Sunday, December 30, 2007

Another New Year

It's been a long time since I've been able to write anything. For whatever reason, words escaped me and the stress I felt completely went against the relaxation I normally feel while I'm writing. I thought I give it a try again tonight to see what happens.

Tomorrow will be New Year's Eve and I'm already wondering about what changes will take place in the coming year. 2007 was overall a pretty good year. Candie survived her first test as a military wife, the deployment of Thomas to Iraq. She grew into quite a strong woman, but then she comes from a long line of strong, independent women. It seems to be a trait that comes from my mother's side of the family. Thomas returned to her in October and it was a joyous time in her life. I'm proud of my son-in-law and daughter. I hope 2008 will see their love and marriage grow stronger with every passing day.
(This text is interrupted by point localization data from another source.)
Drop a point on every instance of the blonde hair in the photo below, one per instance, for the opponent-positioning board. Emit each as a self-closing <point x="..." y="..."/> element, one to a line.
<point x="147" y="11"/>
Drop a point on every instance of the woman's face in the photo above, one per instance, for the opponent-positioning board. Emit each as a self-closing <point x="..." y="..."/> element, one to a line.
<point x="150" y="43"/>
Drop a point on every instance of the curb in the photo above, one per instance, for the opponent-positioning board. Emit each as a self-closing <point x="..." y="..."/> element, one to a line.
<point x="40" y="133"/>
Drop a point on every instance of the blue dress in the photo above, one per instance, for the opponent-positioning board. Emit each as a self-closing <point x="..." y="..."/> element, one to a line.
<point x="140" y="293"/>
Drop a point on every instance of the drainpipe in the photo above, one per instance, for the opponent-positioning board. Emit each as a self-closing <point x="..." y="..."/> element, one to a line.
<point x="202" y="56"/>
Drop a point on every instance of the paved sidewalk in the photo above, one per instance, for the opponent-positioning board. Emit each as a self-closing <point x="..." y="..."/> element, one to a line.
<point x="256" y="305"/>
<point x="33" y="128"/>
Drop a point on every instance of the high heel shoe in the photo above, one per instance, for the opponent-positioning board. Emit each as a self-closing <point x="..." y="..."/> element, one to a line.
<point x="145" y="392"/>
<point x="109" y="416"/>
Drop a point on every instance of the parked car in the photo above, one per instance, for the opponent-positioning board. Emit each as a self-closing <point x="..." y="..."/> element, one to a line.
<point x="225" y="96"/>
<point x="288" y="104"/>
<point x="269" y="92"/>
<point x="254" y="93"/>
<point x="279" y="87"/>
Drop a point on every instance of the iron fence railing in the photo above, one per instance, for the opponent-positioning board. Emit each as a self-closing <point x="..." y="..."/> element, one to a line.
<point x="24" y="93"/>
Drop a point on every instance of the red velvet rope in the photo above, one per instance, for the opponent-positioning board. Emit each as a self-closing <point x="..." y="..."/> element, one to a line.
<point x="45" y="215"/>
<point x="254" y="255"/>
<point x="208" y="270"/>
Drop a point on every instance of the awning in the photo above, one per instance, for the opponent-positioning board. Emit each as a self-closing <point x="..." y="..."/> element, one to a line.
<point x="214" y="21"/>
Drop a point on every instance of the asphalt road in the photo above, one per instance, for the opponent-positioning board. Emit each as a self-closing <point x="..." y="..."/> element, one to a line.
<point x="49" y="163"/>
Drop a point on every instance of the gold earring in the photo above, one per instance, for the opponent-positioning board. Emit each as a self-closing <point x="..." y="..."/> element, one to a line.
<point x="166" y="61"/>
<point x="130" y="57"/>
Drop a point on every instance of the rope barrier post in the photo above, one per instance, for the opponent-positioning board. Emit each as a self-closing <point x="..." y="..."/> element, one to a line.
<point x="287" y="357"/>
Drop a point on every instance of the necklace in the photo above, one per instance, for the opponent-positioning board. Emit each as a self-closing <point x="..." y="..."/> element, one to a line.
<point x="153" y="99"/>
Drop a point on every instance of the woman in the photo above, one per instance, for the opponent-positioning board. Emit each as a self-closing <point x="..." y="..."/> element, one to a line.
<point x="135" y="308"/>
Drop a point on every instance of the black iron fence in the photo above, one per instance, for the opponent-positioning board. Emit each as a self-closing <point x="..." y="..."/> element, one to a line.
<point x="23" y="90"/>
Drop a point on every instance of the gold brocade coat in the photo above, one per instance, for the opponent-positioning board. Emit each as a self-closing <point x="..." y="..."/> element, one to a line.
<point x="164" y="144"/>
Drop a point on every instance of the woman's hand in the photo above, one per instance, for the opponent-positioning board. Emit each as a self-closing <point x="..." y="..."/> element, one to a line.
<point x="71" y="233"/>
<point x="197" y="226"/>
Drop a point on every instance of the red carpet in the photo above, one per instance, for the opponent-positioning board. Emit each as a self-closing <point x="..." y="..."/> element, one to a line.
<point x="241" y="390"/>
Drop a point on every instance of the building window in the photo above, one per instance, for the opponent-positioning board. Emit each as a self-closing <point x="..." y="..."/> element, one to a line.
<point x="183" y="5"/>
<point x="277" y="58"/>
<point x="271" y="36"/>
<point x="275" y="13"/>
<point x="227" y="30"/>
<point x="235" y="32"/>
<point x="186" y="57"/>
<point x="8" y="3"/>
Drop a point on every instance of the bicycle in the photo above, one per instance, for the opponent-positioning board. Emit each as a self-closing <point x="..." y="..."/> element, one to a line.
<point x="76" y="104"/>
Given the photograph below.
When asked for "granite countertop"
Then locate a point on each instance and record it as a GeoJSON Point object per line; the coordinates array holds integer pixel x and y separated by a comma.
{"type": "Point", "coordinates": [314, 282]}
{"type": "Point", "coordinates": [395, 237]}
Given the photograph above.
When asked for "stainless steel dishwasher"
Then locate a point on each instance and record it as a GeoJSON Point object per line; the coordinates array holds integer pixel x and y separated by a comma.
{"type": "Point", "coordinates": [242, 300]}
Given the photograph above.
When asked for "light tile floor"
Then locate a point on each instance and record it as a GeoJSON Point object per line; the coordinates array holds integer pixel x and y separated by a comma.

During this year I also gathered up all the willpower I possess and began a new diet and exercise regimen which resulted in a 55-pound weight loss. Part of my success comes from the fact that, rather than being driven by appearance, my motivation came from the desire to be the healthiest I can be. I've also accepted the fact that losing the weight is the easy part; maintaining my ideal weight will be harder. However, I'm up to the challenge and I can honestly say I'm happiest when I'm exercising on a daily basis, whether I'm lifting weights or walking.

In September, the entire family rejoiced over the birth of my niece's son, Daniel. Daniel is my mother's first great grandson. My sister is now a grandmother! I have become "Aunt Grandma".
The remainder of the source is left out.